Sweatpants Forever, by Irina Aleksander for The New York Times, July 2020
How the pandemic will forever change the fashion industry – which was already due for quite a reckoning, IT SEEMS.
Good Conflict, by Molly Fischer for The Cut, August 2020
I interviewed Sarah Schulman in 2017 and of course dug into this release with intense interest and passion.
Jammed Up, by Lexis-Olivier Ray and Samantha Helou Hernandez for Land Mag, July 2020
The inside story of what went wrong at Squirl, including some really appalling working conditions in a tiny hidden kitchen with no ventilation.

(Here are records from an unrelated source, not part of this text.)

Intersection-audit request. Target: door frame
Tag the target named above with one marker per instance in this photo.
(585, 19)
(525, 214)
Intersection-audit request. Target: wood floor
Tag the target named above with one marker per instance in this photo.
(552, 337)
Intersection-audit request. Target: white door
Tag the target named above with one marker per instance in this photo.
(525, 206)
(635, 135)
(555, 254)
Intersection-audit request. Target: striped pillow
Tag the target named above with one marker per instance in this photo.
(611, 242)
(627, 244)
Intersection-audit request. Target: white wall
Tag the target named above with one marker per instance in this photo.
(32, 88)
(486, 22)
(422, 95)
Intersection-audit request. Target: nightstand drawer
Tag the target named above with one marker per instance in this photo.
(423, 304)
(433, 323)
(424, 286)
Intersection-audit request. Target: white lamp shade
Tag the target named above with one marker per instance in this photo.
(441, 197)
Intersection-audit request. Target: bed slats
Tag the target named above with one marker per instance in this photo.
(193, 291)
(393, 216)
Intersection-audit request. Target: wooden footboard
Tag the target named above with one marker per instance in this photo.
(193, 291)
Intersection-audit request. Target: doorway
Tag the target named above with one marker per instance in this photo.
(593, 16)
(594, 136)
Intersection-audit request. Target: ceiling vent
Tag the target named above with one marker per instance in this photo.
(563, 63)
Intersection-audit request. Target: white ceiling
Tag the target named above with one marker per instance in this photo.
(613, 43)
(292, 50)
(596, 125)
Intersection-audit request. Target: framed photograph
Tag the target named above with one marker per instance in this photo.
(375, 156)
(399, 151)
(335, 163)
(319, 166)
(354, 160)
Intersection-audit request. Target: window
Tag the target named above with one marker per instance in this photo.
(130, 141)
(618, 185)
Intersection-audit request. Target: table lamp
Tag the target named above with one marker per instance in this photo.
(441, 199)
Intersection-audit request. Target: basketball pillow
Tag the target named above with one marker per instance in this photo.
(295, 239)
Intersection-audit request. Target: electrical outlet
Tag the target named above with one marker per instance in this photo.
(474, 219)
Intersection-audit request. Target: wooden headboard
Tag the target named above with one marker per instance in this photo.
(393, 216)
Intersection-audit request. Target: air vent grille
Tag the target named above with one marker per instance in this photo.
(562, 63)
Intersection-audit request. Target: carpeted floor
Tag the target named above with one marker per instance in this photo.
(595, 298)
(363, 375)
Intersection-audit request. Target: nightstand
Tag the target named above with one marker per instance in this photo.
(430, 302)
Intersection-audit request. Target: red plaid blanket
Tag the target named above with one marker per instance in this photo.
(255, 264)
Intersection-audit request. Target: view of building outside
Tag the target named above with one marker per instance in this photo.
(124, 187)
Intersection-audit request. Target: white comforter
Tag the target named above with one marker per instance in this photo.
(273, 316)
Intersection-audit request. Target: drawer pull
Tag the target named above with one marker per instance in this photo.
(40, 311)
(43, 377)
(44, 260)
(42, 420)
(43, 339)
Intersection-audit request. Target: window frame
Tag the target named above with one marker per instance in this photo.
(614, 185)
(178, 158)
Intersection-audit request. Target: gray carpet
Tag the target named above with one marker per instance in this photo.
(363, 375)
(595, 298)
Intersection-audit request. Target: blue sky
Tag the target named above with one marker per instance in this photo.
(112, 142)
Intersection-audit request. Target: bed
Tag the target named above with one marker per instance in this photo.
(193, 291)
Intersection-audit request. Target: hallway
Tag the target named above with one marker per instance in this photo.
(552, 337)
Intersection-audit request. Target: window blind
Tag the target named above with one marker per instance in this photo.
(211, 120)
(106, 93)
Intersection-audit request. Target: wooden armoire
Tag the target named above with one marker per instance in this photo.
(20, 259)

Perverts Like Us, by Heather O’Neill for Hazlitt, June 2020
What I liked most about that day was that we were together, looking at the magazines together. We had triumphed over the adults. We were doing things they could never imagine us doing. It was our collective secret that we were obsessed with sex. Our sexuality was kept secret from us, while it was exhibited, examined and exploited by men.